The Next Generation: Mike Alleva

March 1, 2013
Filed under Features

This interview is part of the article The Next Generation.

Mike Alleva – Vice President of Marketing and Client Strategy
Lighthouse Media Solutions, Boston

What do you see as the industry’s biggest challenge?

The challenge is getting in front of as many people as possible. We need to give them insight and make more people aware of the boating industry itself – even with the people who aren’t boaters. We need to find new boaters.

What makes you optimistic about the industry going forward?

What makes me optimistic specifically is the overall excitement of the boating industry. We all talk about the economy, and I think the economy is finally coming back. The younger generation is now understanding the importance of the dollar and investing it wisely; they are thinking about putting their disposable income towards purchasing items like a boat where they can cherish their memories forever.

The new technology found [on boats] today is phenomenal. I am a gadget person myself, and all the options and availability that they have on new boats is also really exciting.

How can we attract more young people to the industry as boaters? 

Personally I think the tow-boating section of our industry is the future. The excitement of wake boarding – with more and more wake surfing and water skiing etc. – is such a growing segment. Even on NBC, there is the Red Bull Wake Open. That promotes the excitement of water sports. I think that is definitely where the young people will eventually go. Both tow boats and pontoons will be the future of our industry.

MTV last season did a show called WakeBrothers. It was a show based on two young professional wake boarders and just the lifestyle associated with it. We need to continue to show the excitement associated with the things you can do on a boat.

What do you think the younger generation brings to the industry?

I definitely feel the enthusiasm in this industry is great – the energy level and the passion – but then also staying in front of all technologies and understanding what the end user is looking for in the boat purchasing process, from the initial experience on the website to how they feel when they walk in to a showroom to understanding the value of purchasing it from a dealership.

For the younger generation, specifically, everything is done online, so having a strong, informative and interactive website is key. Using tools like not just images, but also videos that show what I am going to do while I am on that boat. In Minnesota, what would you do in the middle of the winter except think about being on the water with your friends and having a good time? What better way to see that than in a video.

People purchase boats at a boat show, and they don’t take delivery on it until much later. They are excited about it, it is an emotional purchase, and tons of video and images of that boat continue to remind them of the purchase they made. It eliminates the dissidence of a major purchase and gets them even more excited.

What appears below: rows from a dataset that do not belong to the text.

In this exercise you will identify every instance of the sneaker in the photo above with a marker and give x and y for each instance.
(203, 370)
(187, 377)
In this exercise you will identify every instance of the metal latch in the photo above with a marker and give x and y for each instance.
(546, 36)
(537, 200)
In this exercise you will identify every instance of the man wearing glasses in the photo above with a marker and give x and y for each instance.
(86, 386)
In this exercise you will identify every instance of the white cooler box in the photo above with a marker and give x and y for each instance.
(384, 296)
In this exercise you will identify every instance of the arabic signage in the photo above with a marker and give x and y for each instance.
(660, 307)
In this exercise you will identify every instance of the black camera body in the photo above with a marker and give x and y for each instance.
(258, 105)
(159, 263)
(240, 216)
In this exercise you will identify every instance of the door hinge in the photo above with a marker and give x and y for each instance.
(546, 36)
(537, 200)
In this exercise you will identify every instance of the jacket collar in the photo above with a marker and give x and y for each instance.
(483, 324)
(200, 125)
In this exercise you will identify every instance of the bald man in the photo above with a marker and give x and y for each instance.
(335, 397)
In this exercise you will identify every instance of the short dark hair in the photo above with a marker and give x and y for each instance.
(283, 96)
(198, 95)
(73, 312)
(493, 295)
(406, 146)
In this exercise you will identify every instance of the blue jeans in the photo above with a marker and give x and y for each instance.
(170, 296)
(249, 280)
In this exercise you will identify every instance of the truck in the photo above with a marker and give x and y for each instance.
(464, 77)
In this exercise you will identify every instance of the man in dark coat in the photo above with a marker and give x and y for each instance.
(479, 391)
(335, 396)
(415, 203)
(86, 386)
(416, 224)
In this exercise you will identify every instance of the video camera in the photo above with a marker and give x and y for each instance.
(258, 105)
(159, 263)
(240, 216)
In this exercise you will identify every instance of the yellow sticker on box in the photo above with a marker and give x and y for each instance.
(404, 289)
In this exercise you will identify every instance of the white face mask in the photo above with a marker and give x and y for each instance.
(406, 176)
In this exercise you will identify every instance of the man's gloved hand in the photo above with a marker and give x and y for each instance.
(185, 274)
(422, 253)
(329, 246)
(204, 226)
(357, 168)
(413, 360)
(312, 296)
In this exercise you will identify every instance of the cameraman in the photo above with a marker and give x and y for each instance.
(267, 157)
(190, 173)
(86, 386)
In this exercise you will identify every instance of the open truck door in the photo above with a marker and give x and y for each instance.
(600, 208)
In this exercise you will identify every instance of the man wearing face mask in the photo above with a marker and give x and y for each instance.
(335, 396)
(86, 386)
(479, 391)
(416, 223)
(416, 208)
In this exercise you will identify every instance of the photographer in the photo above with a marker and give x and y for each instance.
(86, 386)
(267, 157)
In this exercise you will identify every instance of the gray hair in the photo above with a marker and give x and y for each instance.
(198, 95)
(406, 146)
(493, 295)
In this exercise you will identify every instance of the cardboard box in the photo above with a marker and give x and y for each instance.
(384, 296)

How did you get involved in boating?

I did an internship with Channel Blade when I was in college. From college, I stayed in the boating industry ever since I got out of college.

Why did you join the YLAC?

A member of the MRAA nominated me, and I thought it would be a great opportunity to help the industry. We work together, and I want to help everyone understand how to make our industry stronger. I love being involved with the dealers as an equal as opposed to just being a vendor.

Marketing is my background, creating ideas on how to get more people involved is what I do. I figured by talking to dealers across North America on a daily basis, I truly understand the needs of the dealers out there.

What can boat builders and other manufacturers do to help dealers be more successful?

Communication and having resources available that tell the story of that boat is very important. OEMs need to tell the story of the quality of the development and building of that boat, including having collateral literature on all the product lines, etc. Also, constant communication with the regional reps is huge. I deal with both sides. I see the dealers that do well with the brands that they carry, and it is because of communication.

What kind of perspective did you bring as a younger leader in marketing at Lighthouse?

I am staying in front of technology, specifically on the consumer research side of things, understanding that the boat purchasing process is key.